Hera looked at Anne, and she commanded, “GazeTree, represent a planet as a green dot, and show the number of instances available in it on the dot.”
A big bright green dot appeared from the planet they started. Similarly, a dot also appeared on the planet which Hera noticed.
“GazeTree, increase the zoom sensitivity by 100%.”
He gave a few more round gestures of his hands. Hundreds of green dots were in front of them. Some in clusters and some alone, each represented a planet and showed the number of players on it.
Boyce’s joviality had left him, Snair was already attentive. Despite Anne’s funny remark a moment ago, she very well knew it was her work environment.

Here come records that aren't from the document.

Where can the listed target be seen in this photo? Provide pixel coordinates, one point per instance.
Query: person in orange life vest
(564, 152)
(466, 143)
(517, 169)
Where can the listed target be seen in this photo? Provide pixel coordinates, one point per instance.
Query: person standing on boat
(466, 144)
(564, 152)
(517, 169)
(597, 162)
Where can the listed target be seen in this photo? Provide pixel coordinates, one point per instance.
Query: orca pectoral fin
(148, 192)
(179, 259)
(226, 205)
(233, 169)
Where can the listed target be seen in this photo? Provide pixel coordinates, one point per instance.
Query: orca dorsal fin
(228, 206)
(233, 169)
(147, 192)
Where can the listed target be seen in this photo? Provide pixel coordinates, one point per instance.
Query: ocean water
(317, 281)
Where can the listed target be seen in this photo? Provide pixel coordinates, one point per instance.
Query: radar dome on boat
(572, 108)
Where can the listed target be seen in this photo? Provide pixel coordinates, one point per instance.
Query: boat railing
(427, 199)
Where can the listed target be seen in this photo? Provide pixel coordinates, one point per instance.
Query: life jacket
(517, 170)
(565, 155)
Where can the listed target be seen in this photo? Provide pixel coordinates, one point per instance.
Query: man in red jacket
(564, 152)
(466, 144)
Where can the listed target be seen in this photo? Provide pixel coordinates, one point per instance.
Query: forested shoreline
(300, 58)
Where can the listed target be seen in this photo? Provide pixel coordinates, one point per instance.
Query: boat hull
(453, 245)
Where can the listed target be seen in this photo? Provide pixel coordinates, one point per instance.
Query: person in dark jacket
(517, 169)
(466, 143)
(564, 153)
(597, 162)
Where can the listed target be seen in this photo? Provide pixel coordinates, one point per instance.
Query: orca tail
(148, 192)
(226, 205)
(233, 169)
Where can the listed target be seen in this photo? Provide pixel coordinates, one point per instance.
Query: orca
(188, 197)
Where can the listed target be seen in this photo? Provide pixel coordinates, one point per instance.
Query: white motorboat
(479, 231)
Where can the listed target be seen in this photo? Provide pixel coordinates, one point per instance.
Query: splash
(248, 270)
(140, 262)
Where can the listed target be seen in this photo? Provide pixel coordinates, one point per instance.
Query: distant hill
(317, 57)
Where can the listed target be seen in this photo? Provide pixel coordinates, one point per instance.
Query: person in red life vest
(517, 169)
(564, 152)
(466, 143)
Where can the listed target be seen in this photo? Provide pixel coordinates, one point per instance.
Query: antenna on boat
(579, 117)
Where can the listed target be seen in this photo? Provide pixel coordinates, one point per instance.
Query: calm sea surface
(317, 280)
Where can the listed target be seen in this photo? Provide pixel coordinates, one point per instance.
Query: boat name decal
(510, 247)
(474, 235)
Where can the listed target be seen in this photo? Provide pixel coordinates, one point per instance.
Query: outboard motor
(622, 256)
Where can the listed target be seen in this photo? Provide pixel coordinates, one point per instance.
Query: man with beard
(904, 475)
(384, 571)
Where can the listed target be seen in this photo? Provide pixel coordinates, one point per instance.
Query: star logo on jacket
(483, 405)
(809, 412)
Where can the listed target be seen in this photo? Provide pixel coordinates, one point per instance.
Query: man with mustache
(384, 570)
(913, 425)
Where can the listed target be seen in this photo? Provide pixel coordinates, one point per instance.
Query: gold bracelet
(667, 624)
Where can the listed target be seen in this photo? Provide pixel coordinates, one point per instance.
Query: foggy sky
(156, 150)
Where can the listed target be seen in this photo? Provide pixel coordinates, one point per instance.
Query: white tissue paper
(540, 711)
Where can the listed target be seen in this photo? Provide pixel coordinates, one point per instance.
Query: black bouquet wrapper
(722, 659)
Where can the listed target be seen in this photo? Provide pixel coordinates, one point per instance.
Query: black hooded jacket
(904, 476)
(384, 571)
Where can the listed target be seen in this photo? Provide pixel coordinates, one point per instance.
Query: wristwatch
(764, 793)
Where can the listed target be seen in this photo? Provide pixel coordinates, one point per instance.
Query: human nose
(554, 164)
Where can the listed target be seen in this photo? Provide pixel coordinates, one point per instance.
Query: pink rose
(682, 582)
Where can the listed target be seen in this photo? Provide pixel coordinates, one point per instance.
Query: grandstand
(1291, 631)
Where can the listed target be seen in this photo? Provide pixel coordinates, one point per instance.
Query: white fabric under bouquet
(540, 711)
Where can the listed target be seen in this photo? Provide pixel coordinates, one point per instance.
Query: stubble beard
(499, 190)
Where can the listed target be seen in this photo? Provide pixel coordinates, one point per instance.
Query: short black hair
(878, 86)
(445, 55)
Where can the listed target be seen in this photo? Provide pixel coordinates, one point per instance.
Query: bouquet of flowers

“GazeTree, increase the zoom sensitivity by another 500%. Represent each star-system as a white dot and put the number of planets in it on top of that dot.” Hera commanded, his breaths getting heavier by the second.
This time, there were as many star-system dots in front of them as a cloud of dust with particles. Where each dust particle represented a star system. In fact, if they had cared enough to zoom in and out of the Ulteria’s Logback render mode, they could have seen the same scene. It was intentionally set to a moderate zoom level; the reason it had looked like a mosquito hive.
“It’s a freaking Galaxy. What 90 billion? It could even host trillions of players.” Boyce finally erupted in a shocked voice.